Versus INT8. Both occupy one byte. INT8's uniformly spaced values resolve a well-bounded distribution more finely, whereas FP8's exponent allocates precision logarithmically and tolerates the long-tailed, outlier-heavy activation distributions typical of Transformers. Qualcomm researchers argued in 2023 that FP8 multiply-accumulate units are 50 to 180 percent less area- and energy-efficient than INT8 and that INT8 remains preferable for many convolutional and edge workloads, while finding that E4M3-style formats suit Transformer layers with large outliers [22]. On server GPUs, where FP8 and INT8 peak rates are typically identical, FP8's robustness to outliers without elaborate calibration has made it the more common choice for LLM serving.

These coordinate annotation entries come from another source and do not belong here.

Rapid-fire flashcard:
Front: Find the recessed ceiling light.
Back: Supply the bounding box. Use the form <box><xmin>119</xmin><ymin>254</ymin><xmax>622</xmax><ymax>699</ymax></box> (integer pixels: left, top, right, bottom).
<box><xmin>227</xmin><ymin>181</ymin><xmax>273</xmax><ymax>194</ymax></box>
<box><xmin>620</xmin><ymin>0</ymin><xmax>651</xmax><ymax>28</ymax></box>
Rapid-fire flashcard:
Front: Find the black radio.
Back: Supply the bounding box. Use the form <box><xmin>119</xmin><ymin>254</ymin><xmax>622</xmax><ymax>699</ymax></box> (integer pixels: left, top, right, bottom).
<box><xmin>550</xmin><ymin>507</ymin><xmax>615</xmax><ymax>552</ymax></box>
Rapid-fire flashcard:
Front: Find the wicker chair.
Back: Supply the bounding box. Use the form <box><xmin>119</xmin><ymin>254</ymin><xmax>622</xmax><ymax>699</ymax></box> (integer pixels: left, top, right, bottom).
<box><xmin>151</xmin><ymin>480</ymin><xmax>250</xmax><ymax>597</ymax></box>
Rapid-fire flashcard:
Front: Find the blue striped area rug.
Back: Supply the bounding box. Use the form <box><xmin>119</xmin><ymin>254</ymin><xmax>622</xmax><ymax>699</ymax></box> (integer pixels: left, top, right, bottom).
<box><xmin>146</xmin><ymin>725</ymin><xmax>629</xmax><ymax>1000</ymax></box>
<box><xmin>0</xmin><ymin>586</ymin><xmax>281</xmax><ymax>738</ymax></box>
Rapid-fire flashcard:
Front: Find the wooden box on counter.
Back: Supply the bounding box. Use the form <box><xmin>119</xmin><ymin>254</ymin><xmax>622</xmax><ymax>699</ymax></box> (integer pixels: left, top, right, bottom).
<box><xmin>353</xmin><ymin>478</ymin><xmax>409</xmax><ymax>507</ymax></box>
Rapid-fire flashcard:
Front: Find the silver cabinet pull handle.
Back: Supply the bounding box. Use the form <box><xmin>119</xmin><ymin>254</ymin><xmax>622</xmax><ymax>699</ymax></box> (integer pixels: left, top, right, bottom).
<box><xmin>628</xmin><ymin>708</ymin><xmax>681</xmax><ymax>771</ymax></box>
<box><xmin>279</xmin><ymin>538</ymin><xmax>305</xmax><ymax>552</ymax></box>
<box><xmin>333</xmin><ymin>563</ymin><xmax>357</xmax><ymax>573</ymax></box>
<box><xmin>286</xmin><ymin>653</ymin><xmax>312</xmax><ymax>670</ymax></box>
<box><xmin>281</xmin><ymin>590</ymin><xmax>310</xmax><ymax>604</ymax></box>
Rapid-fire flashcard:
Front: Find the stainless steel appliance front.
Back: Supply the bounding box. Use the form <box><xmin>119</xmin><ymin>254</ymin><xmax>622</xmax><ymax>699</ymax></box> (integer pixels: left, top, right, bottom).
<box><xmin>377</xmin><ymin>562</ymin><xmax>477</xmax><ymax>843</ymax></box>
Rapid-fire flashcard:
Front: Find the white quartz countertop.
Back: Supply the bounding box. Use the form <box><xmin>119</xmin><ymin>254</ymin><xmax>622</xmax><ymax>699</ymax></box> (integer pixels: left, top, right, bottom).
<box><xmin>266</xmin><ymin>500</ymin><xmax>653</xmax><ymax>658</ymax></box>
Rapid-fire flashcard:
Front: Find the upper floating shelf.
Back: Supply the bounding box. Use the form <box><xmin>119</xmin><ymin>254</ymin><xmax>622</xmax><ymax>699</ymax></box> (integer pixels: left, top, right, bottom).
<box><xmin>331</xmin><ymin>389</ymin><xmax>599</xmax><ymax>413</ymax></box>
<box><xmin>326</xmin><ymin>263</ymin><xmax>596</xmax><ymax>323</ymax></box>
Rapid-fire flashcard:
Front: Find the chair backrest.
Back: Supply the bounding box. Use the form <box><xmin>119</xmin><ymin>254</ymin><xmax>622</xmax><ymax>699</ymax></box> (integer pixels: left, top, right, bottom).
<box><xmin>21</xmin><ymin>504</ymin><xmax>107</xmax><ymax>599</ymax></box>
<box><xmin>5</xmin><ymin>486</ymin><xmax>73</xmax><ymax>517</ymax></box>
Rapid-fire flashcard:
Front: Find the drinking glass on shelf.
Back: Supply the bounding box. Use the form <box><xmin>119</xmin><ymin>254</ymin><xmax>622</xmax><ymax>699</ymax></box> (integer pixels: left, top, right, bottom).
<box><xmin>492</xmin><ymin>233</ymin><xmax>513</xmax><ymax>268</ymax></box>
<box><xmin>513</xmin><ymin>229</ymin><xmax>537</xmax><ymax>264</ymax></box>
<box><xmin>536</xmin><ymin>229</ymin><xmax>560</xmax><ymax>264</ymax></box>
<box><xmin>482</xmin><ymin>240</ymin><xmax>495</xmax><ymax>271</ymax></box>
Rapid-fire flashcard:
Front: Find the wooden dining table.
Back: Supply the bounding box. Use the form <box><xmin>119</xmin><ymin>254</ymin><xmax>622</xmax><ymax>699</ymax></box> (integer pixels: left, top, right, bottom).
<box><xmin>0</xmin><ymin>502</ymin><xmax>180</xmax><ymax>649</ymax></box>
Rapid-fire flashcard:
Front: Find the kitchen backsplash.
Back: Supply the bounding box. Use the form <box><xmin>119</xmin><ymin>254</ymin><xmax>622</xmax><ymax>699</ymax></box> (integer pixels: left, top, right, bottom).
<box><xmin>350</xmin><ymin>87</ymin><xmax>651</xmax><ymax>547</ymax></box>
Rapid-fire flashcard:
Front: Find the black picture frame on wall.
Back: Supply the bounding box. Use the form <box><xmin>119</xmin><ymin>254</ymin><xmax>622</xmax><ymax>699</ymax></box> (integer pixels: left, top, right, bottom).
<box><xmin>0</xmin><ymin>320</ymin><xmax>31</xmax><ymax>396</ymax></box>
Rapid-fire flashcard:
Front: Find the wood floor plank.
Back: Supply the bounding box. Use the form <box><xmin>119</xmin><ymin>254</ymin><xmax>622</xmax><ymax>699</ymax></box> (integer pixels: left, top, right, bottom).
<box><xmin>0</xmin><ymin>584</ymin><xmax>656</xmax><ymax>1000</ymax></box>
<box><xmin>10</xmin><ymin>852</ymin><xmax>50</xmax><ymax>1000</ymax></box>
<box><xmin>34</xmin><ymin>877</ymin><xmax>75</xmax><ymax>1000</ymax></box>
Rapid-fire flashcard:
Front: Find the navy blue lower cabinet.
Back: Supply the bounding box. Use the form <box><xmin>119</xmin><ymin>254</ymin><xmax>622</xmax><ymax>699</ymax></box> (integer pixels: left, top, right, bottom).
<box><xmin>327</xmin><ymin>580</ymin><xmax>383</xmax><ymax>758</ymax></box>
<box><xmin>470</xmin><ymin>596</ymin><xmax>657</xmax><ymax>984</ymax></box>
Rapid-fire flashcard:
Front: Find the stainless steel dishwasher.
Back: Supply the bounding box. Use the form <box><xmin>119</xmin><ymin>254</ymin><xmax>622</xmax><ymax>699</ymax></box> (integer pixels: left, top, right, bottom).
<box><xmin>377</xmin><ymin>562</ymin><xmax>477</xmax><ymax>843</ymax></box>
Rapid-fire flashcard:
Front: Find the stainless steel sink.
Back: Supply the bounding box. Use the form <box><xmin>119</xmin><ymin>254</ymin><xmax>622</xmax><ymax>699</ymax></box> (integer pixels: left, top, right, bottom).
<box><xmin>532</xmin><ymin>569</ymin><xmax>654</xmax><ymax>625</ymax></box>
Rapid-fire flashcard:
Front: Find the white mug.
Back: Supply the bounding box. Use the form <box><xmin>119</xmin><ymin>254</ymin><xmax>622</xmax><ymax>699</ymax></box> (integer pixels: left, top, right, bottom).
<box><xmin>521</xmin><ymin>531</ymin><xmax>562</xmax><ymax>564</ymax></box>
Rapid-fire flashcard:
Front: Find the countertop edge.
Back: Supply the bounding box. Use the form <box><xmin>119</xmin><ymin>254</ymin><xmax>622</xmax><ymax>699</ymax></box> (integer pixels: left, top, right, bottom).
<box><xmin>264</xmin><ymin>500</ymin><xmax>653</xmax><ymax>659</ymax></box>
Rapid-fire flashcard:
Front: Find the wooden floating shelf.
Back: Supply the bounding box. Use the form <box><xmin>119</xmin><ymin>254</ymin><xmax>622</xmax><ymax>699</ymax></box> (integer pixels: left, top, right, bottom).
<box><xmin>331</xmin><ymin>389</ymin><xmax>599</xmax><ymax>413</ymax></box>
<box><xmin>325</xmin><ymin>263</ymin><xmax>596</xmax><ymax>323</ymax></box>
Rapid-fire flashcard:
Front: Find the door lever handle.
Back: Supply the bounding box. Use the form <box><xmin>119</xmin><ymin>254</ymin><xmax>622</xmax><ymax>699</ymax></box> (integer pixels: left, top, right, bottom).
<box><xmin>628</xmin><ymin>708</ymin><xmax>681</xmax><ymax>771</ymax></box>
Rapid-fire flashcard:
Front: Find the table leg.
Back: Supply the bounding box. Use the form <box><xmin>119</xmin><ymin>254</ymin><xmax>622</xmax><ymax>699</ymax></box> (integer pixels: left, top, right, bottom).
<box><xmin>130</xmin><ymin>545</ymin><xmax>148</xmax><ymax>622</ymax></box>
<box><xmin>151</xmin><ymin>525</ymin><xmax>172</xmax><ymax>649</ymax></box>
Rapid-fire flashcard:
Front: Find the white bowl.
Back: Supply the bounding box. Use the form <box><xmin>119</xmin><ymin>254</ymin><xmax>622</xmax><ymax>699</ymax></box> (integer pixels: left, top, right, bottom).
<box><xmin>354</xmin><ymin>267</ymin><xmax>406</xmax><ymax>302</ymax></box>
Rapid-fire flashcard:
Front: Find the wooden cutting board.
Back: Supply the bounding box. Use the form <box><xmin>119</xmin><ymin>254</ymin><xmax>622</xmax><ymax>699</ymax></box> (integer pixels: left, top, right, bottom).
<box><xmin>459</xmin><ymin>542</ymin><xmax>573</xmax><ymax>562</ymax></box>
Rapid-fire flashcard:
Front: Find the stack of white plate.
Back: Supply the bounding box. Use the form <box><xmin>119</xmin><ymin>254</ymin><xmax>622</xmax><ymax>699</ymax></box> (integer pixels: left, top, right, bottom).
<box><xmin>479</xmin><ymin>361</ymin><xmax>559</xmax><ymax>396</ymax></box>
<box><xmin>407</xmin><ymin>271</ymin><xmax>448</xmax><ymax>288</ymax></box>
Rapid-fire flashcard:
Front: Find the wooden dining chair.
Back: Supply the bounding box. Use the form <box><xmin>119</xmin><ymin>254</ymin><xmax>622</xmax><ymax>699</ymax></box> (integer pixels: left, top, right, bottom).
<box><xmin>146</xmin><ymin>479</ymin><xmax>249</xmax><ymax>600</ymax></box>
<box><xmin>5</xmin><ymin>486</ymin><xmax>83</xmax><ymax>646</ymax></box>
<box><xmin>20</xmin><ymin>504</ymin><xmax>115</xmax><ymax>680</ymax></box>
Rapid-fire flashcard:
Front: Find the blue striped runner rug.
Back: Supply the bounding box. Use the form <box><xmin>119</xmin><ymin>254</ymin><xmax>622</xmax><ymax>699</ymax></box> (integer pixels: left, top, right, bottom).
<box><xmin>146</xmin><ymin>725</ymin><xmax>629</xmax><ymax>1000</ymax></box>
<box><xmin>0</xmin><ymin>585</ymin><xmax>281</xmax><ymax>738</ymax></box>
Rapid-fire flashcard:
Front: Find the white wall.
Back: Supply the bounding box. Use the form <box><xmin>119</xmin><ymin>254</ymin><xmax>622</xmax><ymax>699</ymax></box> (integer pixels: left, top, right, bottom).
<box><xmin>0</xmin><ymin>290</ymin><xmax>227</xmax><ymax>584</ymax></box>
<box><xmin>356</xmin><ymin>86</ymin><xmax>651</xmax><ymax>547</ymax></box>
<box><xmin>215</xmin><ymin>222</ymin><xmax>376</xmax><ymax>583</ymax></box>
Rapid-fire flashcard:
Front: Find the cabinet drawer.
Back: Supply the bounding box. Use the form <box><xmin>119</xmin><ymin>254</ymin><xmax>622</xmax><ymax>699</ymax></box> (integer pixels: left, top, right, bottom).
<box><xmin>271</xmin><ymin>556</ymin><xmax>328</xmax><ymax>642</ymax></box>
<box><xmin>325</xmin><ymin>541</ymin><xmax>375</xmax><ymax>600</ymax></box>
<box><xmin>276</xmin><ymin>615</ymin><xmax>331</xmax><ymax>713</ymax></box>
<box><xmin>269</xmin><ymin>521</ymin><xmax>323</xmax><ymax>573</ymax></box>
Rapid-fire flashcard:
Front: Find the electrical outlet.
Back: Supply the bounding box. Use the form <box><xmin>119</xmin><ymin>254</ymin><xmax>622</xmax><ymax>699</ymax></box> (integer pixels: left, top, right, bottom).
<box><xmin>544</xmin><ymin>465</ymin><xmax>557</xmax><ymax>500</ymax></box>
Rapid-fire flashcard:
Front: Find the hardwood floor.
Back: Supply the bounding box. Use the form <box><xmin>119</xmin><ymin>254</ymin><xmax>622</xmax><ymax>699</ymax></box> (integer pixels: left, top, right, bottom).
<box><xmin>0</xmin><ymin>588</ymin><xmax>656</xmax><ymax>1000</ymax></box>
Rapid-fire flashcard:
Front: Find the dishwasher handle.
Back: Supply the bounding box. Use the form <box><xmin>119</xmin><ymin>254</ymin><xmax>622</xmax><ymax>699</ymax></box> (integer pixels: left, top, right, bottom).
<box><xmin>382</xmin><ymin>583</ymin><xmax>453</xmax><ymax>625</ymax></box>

Versus FP4. FP4 (E2M1) continues the same trajectory: Blackwell is NVIDIA's first generation with FP4 tensor cores, doubling throughput again over FP8. Block-scaled FP4 (MXFP4 and NVFP4) is today primarily an inference and weight-storage format, with FP4 pretraining an active research area; an NVIDIA-led 2025 paper reported training a 12-billion-parameter model on 10 trillion tokens in NVFP4 [23]. FP8 in turn serves as a building block of FP4 recipes, providing the per-block scale datatype in NVFP4 and the higher-precision fallback for sensitive layers [9].